Clinical Significance:
The Interleukins belong to the family termed cytokines.  They are peptides used by immune and inflammatory cells to communicate and control cell operations. The cytokines have some similar actions to the Growth Factors but Growth Factors regulate proliferation of non-immune cells.  Interleukin 1a is a 17,500 molecular weight peptide derived primarily from macrophages, fibroblasts, endothelial cells, and B cells.  The major target cells are T and B cells, Fibroblasts, and Hepatocytes.  Interleukin 1a shares a receptor with Interleukin 1b although they are significantly  different structurally.  Interleukin 1a promotes antigen specific immune responses, inflammation, Prostaglandin secretion, Colony Stimulating Factors, proteoglycanase, collagenase, and gelatinase activity, and release of Interleukin 2 from T cells.  Levels are stimulated by liposaccharide, endotoxins, inflammatory agents, lectin, Tumor Necrosis Factor, and Interferons.  Levels are suppressed by Corticosteroids, Prostaglandin E2, and suppressant lymphocytes.

Reference Range:
Reference Range available by report.

Interleukin 1a is measured by enzyme immunoassay.

Patient Preparation:
Patient should not be on any Corticosteroids, anti-inflammatory medications or pain killers, if possible, for at least 48 hours prior to collection of specimen.

Specimen Collection:
3 ml serum or EDTA plasma should be collected and separated as soon as possible.  Freeze specimen immediately after separation.  Minimum specimen size is 1 ml.

Special Specimens:
For tumor/tissue and various fluids (i.e.
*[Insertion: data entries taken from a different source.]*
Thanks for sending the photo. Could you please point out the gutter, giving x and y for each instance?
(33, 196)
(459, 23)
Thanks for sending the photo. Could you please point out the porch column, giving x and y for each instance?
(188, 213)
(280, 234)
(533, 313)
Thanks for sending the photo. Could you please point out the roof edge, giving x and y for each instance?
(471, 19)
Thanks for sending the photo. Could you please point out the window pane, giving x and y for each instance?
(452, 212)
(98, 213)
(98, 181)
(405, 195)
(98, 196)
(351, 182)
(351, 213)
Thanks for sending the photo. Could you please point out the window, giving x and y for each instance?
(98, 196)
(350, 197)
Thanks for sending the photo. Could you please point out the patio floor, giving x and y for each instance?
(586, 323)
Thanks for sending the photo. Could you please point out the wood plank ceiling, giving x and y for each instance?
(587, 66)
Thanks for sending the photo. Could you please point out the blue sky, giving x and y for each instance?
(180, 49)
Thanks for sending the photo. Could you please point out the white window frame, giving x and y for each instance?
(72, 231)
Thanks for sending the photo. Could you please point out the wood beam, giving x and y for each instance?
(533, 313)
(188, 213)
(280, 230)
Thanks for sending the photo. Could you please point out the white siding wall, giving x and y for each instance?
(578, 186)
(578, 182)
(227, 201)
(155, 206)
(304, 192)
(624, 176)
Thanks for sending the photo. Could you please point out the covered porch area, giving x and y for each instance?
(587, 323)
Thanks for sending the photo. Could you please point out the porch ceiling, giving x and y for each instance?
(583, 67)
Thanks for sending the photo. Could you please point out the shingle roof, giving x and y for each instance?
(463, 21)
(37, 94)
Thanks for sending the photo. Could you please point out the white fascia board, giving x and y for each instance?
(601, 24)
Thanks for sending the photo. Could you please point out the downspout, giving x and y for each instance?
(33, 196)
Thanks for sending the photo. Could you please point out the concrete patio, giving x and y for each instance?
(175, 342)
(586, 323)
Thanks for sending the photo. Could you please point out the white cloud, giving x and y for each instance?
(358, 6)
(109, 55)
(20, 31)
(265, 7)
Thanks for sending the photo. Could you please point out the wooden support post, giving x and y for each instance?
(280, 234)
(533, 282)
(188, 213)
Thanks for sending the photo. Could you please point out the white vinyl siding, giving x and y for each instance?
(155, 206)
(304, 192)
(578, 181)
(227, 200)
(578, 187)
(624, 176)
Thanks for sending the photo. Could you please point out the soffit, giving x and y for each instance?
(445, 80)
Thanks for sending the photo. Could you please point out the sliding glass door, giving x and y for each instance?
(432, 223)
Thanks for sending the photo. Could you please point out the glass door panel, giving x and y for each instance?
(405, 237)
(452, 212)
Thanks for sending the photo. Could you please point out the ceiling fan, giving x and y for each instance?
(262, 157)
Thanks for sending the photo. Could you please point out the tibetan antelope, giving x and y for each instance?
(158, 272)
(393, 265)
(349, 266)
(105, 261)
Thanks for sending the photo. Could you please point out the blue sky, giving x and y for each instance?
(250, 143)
CSF, peritoneal, synovial, etc.) contact the Institute for requirements and special handling.

Shipping Instructions:
Ship specimens frozen in dry ice.

1. JT Whicher and SW Evans.  Cytokines in Disease.  Clinical Chemistry 36: 1269-1281, 1990.

2. MP Bevilacqua, JS Pober, GR Majeau, W Fiers, RS Cotran, and MA Gimbrone.  Recombinant Tumor Necrosis Factor Induced Pro-Coagulant Activity in Cultured Human Vascular Endothelium:  Characterization and Comparison with Action of Interleukin-1.  Proceedings of the National Academy of Science 83: 4533-4537, 1986.